Environment is the combination of external physical conditions that affect and influence the growth, development and survival of organisms. Snail farming can be in-door or outdoor provided environmental conditions necessary for survival are ideal.

Temperature: Temperature influences the activities of snails such that temperature   above 200C will cause the snails to stiviate or hibernate in order to regulate the body fluid.  Sails thrive well under ambient temperature of 200C with considerable growth rate all year round with zero chance of aestivation. Temperature and humidity of 80% are very critical in the survival of snails.

Humidity: Humidity is a very critical factor to snails as they have to maintain a constant equilibrium between fluids.  A humid environment is required for snails to remain active and bred all year round. It is therefore, necessary to moisten the environment during dry periods. Humidity and water availability are very important in snail rearing and influence feeding.  During dark hours, air   humidity of 80% will promote good snail activity and growth.
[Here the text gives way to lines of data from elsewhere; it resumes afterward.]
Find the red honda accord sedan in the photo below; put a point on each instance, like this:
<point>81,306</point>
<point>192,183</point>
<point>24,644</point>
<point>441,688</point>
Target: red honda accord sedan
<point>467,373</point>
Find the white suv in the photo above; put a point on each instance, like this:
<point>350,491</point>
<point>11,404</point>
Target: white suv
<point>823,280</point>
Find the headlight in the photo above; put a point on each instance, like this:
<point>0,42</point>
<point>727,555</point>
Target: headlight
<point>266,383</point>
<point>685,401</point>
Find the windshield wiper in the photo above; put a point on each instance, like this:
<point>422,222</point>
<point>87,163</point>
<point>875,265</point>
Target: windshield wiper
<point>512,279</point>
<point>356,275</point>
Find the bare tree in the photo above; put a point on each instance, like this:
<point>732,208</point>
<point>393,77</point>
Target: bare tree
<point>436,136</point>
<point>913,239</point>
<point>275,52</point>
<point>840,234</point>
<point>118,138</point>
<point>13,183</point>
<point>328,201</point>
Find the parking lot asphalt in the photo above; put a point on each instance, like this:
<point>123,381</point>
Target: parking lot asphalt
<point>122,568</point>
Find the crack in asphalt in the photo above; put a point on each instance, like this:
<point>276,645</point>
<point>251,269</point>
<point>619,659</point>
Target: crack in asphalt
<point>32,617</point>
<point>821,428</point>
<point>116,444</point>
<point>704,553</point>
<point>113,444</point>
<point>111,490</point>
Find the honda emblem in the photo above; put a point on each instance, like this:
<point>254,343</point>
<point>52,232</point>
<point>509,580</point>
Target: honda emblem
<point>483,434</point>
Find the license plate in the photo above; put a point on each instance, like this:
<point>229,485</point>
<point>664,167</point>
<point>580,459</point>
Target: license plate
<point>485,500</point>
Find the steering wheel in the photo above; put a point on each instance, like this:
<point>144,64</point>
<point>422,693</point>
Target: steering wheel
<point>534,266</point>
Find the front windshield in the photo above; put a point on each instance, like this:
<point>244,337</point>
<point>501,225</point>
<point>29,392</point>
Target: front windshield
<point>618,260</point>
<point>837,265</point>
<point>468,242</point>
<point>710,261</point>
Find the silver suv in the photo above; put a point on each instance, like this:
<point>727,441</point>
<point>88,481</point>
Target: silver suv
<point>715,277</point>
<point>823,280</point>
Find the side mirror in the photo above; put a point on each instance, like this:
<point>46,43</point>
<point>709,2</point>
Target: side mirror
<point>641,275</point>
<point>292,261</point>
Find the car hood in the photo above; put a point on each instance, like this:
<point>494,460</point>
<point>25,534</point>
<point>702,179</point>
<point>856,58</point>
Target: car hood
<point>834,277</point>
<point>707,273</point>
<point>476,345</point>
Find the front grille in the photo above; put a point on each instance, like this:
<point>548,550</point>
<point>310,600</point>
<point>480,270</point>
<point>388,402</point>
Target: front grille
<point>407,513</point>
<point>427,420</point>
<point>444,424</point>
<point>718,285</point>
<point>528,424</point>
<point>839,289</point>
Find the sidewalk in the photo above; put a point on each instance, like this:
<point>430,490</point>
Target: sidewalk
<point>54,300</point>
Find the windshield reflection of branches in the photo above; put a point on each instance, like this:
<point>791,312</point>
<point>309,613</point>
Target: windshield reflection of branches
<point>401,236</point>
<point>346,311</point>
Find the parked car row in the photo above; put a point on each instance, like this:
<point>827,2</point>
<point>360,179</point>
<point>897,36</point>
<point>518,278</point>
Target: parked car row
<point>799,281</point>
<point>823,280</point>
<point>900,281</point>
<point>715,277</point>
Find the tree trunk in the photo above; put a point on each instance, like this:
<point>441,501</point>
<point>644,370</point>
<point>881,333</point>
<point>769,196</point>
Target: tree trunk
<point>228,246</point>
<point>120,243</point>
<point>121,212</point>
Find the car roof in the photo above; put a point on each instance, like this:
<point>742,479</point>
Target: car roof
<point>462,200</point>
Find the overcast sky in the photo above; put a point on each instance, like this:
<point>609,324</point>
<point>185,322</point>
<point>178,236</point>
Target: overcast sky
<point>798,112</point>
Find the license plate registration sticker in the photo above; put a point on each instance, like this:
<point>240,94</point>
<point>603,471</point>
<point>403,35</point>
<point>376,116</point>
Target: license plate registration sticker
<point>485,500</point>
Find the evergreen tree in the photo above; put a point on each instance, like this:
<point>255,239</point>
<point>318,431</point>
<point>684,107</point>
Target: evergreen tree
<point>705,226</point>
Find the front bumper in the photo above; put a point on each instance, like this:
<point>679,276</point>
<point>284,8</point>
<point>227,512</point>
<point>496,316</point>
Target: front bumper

Even though snails need water their environment must not be water logged.

Light: Snails naturally require light for optimal growth. Lighting can be achieved by   natural and artificial means. At the level of our technological advancement, natural lightening is mostly employed. Light essentially is necessary for some biological process such as photosynthesis which is very vital in energy cycle in food chain. Intensive snail production involves artificial lighting system to prompt the snails into their natural reproductive cycle. Three environmental factors (daylight, temperature and humidity) influences the reproductive   cycle of snails (Yusuf, 2002).  Research  has  shown  that exposure   of  snails  to continuous  light  increased their  activity  and rate  of food consumption and thus promote  their  rapid growth  (Akinusi, 2002).

Soil:    Soil is a medium for reproduction of snails.  Good management practice involves   selection and mixture of soil.  It should be  recalled that soil harbours   a lot  of  pests and  predators,  and so should be properly  analyzed  before using  it  in  snail activities.  A mixture of sand  and  clay in a good  proportion retains water and therefore  not suitable because  during  raining season  it  becomes water logged  and cakes up during dry season  which makes it too hard  for snails to burrow through. Loamy soil is recommended as it contains enough organic matter with good retentive capacity. Acidic soils should be avoided. If   an acid   soil cannot be avoided, lining is encouraged. Periodic application of calcium is also encouraged where and when it is absent. The soil should not contain harmful soils or be so alkaline so as not to burn the snails (Akinnusi, 2002).